Windows Azure and type initializer for 'System.ServiceModel.Diagnostics.TraceUtility' threw an Exception

I've been working on a new product that I'm with Windows Azure and today whilst I came to debug a WCF service within it stumbled apon an error that at first glance doesn't make a whole lot of sence, but with a bit of working backwards turns out is quite simple to fix.

The scenario: I have a WCF service setup to run in a WorkerRole as part of an Azure solution, pretty simple.

To enable me to see what was going on clearer with my service i decided to configure my system.diagnostic listeners and added the default AzureLocalStorage listener, which is created automatically for you, to my service model and message logging.
<system.diagnostics>    
    <sharedListeners>
      <add name="AzureLocalStorage" type="ServiceAuthenticationGatewayWorkerRole.AzureLocalStorageTraceListener, ServiceAuthenticationGatewayWorkerRole"/>
    </sharedListeners>
    <sources>
      <source name="System.ServiceModel" switchValue="Verbose, ActivityTracing">
        <listeners>
          <add name="AzureLocalStorage"/>
        </listeners>
      </source>
      <source name="System.ServiceModel.MessageLogging" switchValue="Verbose">
        <listeners>
          <add name="AzureLocalStorage"/>
        </listeners>
      </source>
    </sources>
   </system.diagnostics>
However upon running the application nothing would happen for around 30 - 60 seconds and then I was greeted with a nice TypeInitializationException.

Viewing the detail of this and the inner exceptions eventually led me to the following message:
{"Could not create xxxxxWorkerRole.AzureLocalStorageTraceListener, xxxxxxxx."}

So the AzureLocalStorageTraceListener was blowing up on type initialisation, popping open the code you see that the constructor does some work, specifically it gets the log directory of the WCF log file and combines the filename and path etc.

This looked normal, I put a breakpoint in and stepped through the GetLogDirectory method to find which line threw, my guess would be its where it calls into the RoleEnvironment and gets the local resource.

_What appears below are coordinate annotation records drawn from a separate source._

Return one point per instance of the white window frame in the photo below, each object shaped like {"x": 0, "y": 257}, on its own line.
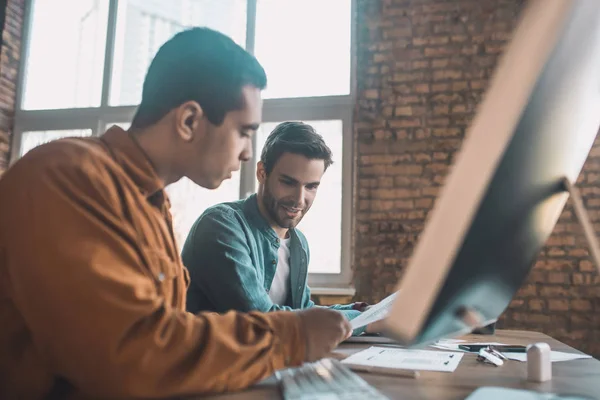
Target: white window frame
{"x": 274, "y": 110}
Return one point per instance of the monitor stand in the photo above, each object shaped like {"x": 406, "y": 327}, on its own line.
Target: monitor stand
{"x": 584, "y": 220}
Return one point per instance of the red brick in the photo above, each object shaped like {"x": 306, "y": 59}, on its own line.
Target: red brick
{"x": 424, "y": 93}
{"x": 581, "y": 305}
{"x": 558, "y": 305}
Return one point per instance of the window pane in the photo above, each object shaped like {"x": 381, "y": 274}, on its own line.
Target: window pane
{"x": 145, "y": 25}
{"x": 304, "y": 46}
{"x": 322, "y": 224}
{"x": 32, "y": 139}
{"x": 66, "y": 59}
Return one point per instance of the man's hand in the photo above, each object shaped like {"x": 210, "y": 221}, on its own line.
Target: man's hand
{"x": 324, "y": 330}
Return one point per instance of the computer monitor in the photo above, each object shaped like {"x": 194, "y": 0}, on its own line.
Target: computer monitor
{"x": 505, "y": 192}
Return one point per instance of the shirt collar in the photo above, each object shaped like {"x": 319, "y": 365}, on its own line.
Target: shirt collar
{"x": 130, "y": 156}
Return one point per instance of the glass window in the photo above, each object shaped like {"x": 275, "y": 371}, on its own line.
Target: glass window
{"x": 32, "y": 139}
{"x": 322, "y": 224}
{"x": 65, "y": 60}
{"x": 144, "y": 25}
{"x": 304, "y": 46}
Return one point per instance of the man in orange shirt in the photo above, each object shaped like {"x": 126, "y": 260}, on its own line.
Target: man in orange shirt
{"x": 92, "y": 289}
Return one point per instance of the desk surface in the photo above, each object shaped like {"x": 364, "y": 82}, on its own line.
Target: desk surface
{"x": 580, "y": 377}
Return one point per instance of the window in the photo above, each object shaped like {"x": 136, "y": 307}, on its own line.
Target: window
{"x": 84, "y": 74}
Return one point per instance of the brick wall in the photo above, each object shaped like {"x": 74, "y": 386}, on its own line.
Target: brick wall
{"x": 423, "y": 66}
{"x": 11, "y": 21}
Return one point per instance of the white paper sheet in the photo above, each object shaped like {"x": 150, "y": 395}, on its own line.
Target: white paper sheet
{"x": 555, "y": 356}
{"x": 375, "y": 313}
{"x": 446, "y": 344}
{"x": 422, "y": 360}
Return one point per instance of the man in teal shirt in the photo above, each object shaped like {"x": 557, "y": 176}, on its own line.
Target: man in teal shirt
{"x": 247, "y": 255}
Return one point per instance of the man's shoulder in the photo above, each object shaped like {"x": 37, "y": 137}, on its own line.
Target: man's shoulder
{"x": 227, "y": 209}
{"x": 73, "y": 159}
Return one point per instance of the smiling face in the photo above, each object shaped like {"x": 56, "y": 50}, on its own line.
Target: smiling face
{"x": 286, "y": 194}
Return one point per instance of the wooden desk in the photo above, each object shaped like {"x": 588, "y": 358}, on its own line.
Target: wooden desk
{"x": 580, "y": 377}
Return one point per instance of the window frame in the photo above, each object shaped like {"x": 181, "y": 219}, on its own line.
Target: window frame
{"x": 274, "y": 110}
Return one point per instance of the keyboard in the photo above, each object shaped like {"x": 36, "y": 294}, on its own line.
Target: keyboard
{"x": 325, "y": 379}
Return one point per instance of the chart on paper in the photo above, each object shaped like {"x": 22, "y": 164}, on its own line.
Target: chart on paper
{"x": 423, "y": 360}
{"x": 375, "y": 313}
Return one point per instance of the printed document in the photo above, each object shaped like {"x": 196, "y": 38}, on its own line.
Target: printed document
{"x": 375, "y": 313}
{"x": 422, "y": 360}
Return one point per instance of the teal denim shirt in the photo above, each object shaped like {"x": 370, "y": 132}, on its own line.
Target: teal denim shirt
{"x": 231, "y": 254}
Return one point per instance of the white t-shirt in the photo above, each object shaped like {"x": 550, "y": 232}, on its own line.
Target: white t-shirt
{"x": 281, "y": 281}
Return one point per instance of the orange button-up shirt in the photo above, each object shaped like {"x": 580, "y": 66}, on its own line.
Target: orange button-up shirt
{"x": 92, "y": 288}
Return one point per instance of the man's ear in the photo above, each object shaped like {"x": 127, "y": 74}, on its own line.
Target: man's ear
{"x": 261, "y": 173}
{"x": 188, "y": 117}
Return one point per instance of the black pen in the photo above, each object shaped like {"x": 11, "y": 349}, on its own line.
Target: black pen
{"x": 503, "y": 349}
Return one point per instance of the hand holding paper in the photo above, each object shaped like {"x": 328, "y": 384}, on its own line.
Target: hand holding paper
{"x": 374, "y": 313}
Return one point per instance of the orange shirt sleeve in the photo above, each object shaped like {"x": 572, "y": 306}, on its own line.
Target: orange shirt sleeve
{"x": 96, "y": 317}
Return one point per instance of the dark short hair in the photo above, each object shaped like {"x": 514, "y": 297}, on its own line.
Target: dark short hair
{"x": 297, "y": 138}
{"x": 201, "y": 65}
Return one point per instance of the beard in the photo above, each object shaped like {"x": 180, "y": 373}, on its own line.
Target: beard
{"x": 276, "y": 209}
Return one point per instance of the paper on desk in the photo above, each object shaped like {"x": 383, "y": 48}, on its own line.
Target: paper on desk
{"x": 422, "y": 360}
{"x": 555, "y": 356}
{"x": 445, "y": 344}
{"x": 373, "y": 314}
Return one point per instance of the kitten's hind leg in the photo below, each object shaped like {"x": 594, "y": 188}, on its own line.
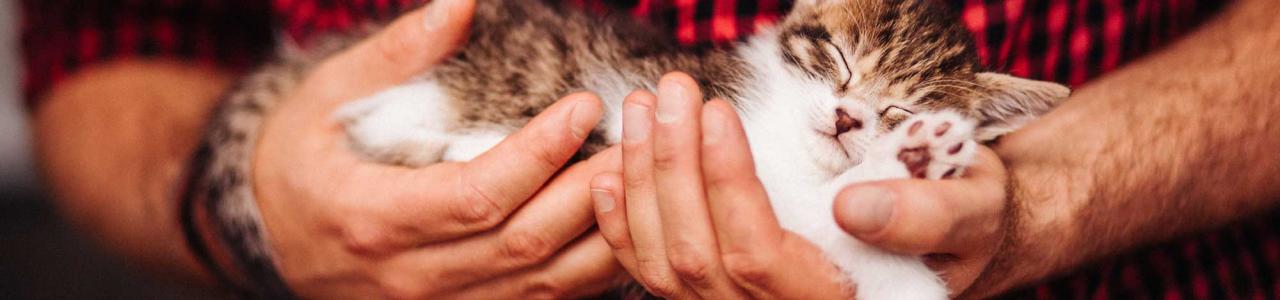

Turns out this is exactly where it threw.

I had a quick gander at MSDN and found that you pass the local resource name to the method you want to load. This led me to think that the resource wasn't defined so next up was the storage configuration.

With Azure you configure local storage per role, to change the settings right click the worker role within the main Azure project, it will be in a folder called roles and open properties. You will then get a screen similar to what I had.
You will note, as I did, considering I thought I had local storage and was accessing it via the key, it wasn't setup within the role properties :(

Simply using the Add Local Storage button and entering the correct details let the project startup and start logging correctly.

What I found here is another case where the framework gives you the generic error message and not the exception that was really being thrown, RoleEnvironmentException which would have made me look at the local storage settings a lot quicker.